Rektor Denzel hatte seine Sekretärin ins Zimmer gerufen, eine noch relativ junge Frau mit energischen Gesichtszügen, die aussah, als lasse sie sich von den Kids nichts bieten. Eine gute Voraussetzung für diesen Job.

„Frau Meyerhoff führt sie nach unten in den Keller, wo sich unsere Ablagefächer befinden. Dort müsste das Klassenbuch zu finden sein. Es ist alles chronologisch geordnet.“

Wir verabschiedeten uns mit einer Herzlichkeit, als sei die Schule unser Lebensinhalt gewesen, und Marc übertrieb es mal wieder mit der Höflichkeit; jedenfalls wäre ich vor lauter Überraschung fast aus den Turnschuhen gekippt, als er Herrn Denzel zu verstehen gab, er würde liebend gern wieder zur Schule gehen anstatt zu arbeiten.
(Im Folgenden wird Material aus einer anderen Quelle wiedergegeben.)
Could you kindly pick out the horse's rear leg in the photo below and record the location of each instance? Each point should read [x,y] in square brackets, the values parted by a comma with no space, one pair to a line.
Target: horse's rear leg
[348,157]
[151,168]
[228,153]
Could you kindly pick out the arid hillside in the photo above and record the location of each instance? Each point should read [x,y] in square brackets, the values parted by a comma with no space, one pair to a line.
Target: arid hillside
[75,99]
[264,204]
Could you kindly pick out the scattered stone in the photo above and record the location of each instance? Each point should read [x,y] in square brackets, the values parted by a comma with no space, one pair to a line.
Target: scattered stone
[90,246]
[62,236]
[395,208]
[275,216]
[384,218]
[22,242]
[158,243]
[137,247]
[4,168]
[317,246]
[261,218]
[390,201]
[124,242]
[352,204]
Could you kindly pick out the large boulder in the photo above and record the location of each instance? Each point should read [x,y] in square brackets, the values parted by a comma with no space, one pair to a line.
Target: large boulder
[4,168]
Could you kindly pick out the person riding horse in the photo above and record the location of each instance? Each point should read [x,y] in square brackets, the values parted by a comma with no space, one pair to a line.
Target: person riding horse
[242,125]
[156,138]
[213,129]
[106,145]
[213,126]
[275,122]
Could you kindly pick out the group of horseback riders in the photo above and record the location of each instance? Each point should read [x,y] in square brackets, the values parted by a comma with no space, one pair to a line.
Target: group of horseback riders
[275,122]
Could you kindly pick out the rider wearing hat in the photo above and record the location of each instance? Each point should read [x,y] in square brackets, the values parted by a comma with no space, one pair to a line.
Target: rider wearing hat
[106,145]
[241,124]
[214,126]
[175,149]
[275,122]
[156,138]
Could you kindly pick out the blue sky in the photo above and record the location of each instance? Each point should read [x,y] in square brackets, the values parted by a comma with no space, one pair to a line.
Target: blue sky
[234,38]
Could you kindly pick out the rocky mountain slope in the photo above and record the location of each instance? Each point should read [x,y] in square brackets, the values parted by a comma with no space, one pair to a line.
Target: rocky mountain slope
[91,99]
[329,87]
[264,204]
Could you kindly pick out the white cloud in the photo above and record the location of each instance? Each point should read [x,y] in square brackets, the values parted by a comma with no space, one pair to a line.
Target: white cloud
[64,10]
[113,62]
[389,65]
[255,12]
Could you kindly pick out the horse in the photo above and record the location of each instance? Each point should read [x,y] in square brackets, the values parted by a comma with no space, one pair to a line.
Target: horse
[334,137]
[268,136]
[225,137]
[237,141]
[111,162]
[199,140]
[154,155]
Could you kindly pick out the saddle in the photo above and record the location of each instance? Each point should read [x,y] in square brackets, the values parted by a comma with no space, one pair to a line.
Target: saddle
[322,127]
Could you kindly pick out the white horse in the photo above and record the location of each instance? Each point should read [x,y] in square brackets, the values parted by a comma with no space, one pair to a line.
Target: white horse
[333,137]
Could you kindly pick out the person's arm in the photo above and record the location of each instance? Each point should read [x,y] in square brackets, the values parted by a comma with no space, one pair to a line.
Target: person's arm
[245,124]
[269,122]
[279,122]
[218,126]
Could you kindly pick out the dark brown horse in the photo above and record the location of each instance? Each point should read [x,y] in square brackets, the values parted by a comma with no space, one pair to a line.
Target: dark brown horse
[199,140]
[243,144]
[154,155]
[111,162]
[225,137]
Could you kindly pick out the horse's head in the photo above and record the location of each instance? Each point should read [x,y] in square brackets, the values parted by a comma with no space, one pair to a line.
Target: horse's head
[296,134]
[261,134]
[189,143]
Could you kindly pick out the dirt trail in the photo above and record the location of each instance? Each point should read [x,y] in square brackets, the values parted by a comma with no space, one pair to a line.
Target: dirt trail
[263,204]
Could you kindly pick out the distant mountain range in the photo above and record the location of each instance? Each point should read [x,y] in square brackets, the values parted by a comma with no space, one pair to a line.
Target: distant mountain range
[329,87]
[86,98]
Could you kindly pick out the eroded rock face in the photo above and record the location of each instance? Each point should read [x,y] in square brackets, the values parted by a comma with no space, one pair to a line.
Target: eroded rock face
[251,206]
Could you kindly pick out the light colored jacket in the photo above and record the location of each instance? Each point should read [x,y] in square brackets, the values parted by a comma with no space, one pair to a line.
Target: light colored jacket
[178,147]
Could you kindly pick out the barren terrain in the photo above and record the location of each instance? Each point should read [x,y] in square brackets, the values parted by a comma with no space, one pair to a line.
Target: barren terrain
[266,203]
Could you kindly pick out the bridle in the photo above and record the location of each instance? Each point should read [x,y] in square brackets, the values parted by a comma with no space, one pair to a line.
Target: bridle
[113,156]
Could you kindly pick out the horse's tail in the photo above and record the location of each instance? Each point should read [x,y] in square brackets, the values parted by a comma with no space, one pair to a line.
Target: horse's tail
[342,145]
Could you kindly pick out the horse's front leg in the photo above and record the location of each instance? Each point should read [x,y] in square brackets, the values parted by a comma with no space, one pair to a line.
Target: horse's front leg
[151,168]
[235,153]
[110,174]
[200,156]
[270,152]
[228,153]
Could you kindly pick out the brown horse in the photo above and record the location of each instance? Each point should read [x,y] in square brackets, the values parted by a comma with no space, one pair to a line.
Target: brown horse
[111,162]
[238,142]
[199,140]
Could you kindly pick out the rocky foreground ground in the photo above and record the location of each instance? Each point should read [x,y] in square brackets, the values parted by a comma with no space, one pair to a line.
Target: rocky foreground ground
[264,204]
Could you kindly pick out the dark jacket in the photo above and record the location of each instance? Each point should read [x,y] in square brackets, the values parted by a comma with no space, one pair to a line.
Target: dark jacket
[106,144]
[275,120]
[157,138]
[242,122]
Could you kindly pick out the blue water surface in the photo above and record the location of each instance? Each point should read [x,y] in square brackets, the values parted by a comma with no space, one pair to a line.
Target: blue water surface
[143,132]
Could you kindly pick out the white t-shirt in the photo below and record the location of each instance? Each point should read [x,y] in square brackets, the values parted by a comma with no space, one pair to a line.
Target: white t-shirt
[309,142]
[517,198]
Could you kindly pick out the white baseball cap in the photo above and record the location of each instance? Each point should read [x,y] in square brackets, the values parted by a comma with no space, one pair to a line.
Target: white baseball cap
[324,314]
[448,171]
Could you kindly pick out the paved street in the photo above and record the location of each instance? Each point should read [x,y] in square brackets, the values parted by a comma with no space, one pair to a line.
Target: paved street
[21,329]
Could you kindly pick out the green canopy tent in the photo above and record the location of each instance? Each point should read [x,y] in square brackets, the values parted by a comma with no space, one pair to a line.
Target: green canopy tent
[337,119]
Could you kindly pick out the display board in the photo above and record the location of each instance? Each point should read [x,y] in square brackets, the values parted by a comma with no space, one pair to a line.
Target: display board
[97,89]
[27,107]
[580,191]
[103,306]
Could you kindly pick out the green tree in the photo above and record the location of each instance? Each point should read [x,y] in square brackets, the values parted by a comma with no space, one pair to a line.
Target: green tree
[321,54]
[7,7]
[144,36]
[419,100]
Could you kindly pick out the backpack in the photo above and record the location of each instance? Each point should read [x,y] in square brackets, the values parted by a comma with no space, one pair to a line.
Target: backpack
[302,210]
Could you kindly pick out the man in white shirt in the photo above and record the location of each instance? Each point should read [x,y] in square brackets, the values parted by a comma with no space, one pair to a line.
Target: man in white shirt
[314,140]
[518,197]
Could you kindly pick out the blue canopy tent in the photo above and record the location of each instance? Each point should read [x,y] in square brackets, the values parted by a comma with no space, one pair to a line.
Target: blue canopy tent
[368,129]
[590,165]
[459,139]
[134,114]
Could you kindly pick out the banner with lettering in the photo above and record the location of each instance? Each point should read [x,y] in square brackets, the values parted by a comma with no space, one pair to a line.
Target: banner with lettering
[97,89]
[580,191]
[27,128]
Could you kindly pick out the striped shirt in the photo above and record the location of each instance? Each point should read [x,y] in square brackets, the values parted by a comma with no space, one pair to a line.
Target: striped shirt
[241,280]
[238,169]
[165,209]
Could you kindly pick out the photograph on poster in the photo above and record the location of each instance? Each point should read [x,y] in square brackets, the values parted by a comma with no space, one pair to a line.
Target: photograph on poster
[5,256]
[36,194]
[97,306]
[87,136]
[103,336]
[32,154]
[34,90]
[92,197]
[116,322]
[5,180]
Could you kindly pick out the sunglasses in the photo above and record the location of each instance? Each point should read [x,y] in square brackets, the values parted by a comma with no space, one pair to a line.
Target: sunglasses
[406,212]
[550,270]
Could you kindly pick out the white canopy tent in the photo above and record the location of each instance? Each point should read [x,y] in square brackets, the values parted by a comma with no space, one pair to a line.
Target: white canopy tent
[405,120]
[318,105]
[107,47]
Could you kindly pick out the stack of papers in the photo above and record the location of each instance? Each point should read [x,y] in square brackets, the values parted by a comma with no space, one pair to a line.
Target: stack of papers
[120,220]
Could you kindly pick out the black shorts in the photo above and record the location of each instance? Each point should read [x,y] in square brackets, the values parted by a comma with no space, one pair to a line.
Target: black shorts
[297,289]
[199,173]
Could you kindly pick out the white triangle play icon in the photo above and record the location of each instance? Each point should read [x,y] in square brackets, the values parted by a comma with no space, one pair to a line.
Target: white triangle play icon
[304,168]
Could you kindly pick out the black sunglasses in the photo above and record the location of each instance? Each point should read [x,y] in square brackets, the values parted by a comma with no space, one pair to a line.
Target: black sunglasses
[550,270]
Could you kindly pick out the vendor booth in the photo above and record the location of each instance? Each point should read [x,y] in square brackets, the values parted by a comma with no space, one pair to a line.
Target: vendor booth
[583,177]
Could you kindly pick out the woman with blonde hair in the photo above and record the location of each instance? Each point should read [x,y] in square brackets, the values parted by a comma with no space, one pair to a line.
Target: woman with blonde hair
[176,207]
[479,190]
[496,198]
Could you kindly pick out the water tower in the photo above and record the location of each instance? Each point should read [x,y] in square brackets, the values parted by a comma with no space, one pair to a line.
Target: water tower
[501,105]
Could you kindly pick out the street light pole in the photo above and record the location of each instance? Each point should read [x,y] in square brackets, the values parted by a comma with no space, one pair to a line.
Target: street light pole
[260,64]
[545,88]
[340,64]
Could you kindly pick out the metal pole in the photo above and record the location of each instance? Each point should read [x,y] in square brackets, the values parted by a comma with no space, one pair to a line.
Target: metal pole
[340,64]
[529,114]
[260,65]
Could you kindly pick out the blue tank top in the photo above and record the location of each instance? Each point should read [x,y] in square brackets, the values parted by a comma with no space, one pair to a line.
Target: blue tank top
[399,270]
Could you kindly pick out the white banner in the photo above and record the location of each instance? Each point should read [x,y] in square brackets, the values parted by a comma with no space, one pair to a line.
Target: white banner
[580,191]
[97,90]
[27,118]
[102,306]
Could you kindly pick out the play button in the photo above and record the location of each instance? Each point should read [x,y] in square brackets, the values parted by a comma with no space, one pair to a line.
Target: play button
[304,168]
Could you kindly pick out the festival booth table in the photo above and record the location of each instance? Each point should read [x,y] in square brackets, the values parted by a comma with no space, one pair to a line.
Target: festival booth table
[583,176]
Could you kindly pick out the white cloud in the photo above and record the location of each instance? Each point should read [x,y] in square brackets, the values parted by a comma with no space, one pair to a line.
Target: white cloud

Hatte er in der Schule etwa nicht gearbeitet? Ich konnte mir ein süffisantes Grinsen nicht verkneifen und Marc bedachte mich mit einem Stirnrunzeln, als hätte ich ihn beim Schwarzfahren in der U-Bahn ertappt, dabei kurvten, soweit ich informiert war, lediglich Busse durch Weidenbach - wenn überhaupt.

Wir folgten Frau Meyerhoff, die mit energischen Schritten vorausschritt. Ihre Absätze klapperten wie Trommelschläge auf den Steinfliesen. Marc und ich trugen Turnschuhe und waren leise wie Kätzchen.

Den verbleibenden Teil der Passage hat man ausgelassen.